In the early 1970s the hallways and dorm rooms were stripped over everything of value – windows, bathroom fixtures – leaving nothing but exposed wooden beams.

“It’s a slasher palace now. You could make a great horror movies here,” said Tim Sczawinski, a member of Seward’s historic preservation commission.

He wandered through its hallways recently, pointing out dorm rooms, house-parent apartentms, the curving ceiling of the scissor-trussed chapel and an airy gymnasium that rises to the attic rafters.

“I’d like to see part of it restored.” He said.

“I’ve seen 8,000-year-old Egyptian boats hauled back to the United States for preservation, and they were in a…lot worse shape than this place,” said Sczawinski, who describes himself as a “rabid historic preservationist.”

But is the old orphanage worth saving? Could part of it be restored as a museum? Should it be razed to the 2.6-acred lot with a vista of Resurrection Bay can be sold to developers or should It be turned into a state park?

City officials say Seward doesn’t have the money to address those questions, even though circumstances are forcing the city’s hand.

The city is wrapping up foreclosure on the property after the home’s former owner, Frank Irick of Anchorage, failed to make utility payments. The city council recently approved spending $50,000 to board up windows and erect a fence to keep people out.

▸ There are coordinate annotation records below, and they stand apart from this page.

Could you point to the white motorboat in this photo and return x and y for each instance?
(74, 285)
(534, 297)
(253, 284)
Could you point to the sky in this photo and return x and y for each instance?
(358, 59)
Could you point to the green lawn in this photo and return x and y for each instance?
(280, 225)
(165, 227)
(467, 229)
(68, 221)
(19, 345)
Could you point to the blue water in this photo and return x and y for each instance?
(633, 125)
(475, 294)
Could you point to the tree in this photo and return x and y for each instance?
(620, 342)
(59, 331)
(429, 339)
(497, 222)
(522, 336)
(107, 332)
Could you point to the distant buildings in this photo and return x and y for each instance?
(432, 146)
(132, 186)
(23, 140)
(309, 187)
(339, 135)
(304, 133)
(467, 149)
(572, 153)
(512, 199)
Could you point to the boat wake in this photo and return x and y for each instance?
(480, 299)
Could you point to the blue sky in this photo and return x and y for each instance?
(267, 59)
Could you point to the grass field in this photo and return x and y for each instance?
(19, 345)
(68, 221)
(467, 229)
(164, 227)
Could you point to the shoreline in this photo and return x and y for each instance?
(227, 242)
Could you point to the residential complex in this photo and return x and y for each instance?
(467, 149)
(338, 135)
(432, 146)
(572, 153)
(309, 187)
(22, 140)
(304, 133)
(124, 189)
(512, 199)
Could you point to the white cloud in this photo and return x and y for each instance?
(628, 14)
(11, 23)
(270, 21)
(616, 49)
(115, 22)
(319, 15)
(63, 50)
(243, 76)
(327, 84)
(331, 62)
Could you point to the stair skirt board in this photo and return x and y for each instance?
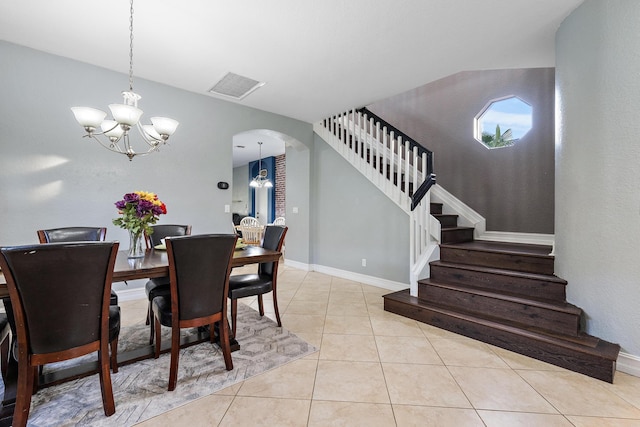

“The private sector has given up on its ability to salvage the place, now it has become a public issue,” said city manager Scott Janke.

Janke said the statewide historic significance of the Jesse Lee Home begs for state oversight.

Besides its role in birthing the Alaska flag and accepting children orphaned by epidemics, the home also was converted, briefly, into barracks for US officers during World War II.

But the violent 1964 Good Friday earthquake may be most responsible for the home’s fate. The Methodist Church, which established it in 1925, abandoned it the year after it was damaged by the quake. It has been empty since.

“The deterioration is kind of growing exponentially now,” Janke said. “It’s been standing so long, vacant and open to the elements; that we need to make something happen. Something needs to be done before there’s no opportunity to salvage any of it.”

Johnson remembers Benny Benson as a kind, older boy who looked out for him. He has spent the last dcade working to reserve the old buildings where he grew up.

He wrote a 1991 book about his childhood at the Jesse Lee Home, “Shelter From the Storm,” and tried to assemble a nonprofit group to pay for the orphanage’s restoration. He said he has stacks of historic photos of the facility and its staff and still is willing to help out.

“I would volunteer my help at no cost to restore it,” he said via telephone form his home in rural North Carolina. “I would give my guidance and advise anytime they want me to come up there.